USDRUB is now trading at 106.40 (+5.5%) on the Moscow Exchange, and EURRUB is above 118 (+5%). In both cases, rates are approaching the highs set at the start of trading on Monday. As would be expected, the announced support measures from the Central Bank are softening the fall but not reversing it. The one-way movement in oil prices is since buyers in Europe are increasingly refusing to buy Russian oil, trying to find a replacement for it.
This shift in priorities is visible in the sharp widening of the spread between Urals and Brent. Historically, and without various restrictions, the spread between these grades is $2-3 in favour of the lighter Brent.
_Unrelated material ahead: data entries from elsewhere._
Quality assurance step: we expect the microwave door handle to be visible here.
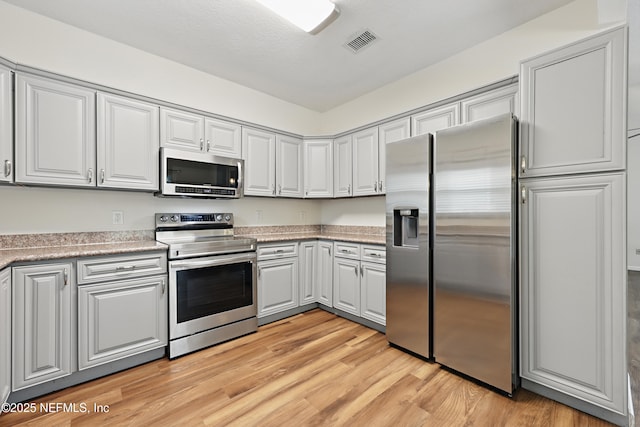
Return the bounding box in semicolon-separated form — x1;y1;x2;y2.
237;160;243;192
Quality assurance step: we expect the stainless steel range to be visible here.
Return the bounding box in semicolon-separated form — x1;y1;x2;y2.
155;212;257;358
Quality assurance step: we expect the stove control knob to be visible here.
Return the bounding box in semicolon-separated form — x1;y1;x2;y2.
216;214;223;221
225;214;231;222
159;215;169;222
171;215;180;222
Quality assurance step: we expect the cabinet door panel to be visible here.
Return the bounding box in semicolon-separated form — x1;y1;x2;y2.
298;242;317;305
352;127;379;197
317;241;333;307
204;118;241;157
520;173;625;413
333;258;360;316
16;74;96;186
411;103;459;136
378;118;410;194
304;140;333;198
258;259;298;317
461;84;518;123
334;135;352;197
160;108;204;152
243;128;276;197
276;135;303;198
97;93;159;190
78;276;167;370
0;65;12;183
12;263;73;390
520;28;625;177
361;262;386;325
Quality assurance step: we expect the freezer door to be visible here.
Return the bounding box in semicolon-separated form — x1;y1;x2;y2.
433;114;517;394
385;134;431;359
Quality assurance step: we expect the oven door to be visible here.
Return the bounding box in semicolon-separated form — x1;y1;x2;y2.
168;251;257;339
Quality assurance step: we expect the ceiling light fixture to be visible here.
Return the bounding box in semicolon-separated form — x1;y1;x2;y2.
254;0;340;34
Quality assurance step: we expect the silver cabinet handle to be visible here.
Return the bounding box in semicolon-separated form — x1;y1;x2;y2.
100;169;105;184
63;268;68;286
520;156;527;174
329;247;331;256
200;138;204;151
360;265;364;276
87;168;93;183
258;267;261;278
348;184;351;195
207;140;211;152
278;184;282;195
354;266;358;276
161;279;165;295
116;265;136;272
379;181;383;192
305;190;309;196
3;160;10;177
272;185;276;196
374;181;378;192
521;185;527;204
369;252;383;258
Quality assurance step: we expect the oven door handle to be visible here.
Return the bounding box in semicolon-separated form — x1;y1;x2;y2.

Now it is more than $17 as buyers are not chartering new shipments. Canada is refusing to buy Russian oil, and the UK (which is much more dependent on energy imports) is considering options for sanctions against the industry.
The European Parliament has passed a resolution calling for EU oil and gas imports restrictions. Thus, Russia has failed to fully benefit from higher prices, losing both in sales volumes and facing an actual fall in selling prices.
The potential for already announced measures destabilises the market, setting Russia up to start using energy or agricultural products as a retaliatory measure. While it is hard to imagine the world without Russian energy in the coming months - it will be as chaotic as the oil crisis in 1973, with the oil price soaring fourfold in six months of the embargo. We may see a smaller price jump but with much wider economic consequences. It is ironic that Europe and Western countries, in general, were helped by the Soviet Union. Now consumers are left to rely on the Middle East and its reserves.
Yesterday, Biden announced an agreed sale of 60m barrels to 30 countries. Still, the market reaction to these announcements indicates that the market was expecting more, and the announced volumes are not enough. It is hard to say the theoretical limit to oil's rise. The Brent price could surpass the 2012 highs of $128 in a matter of days or aim for a historical record of $147.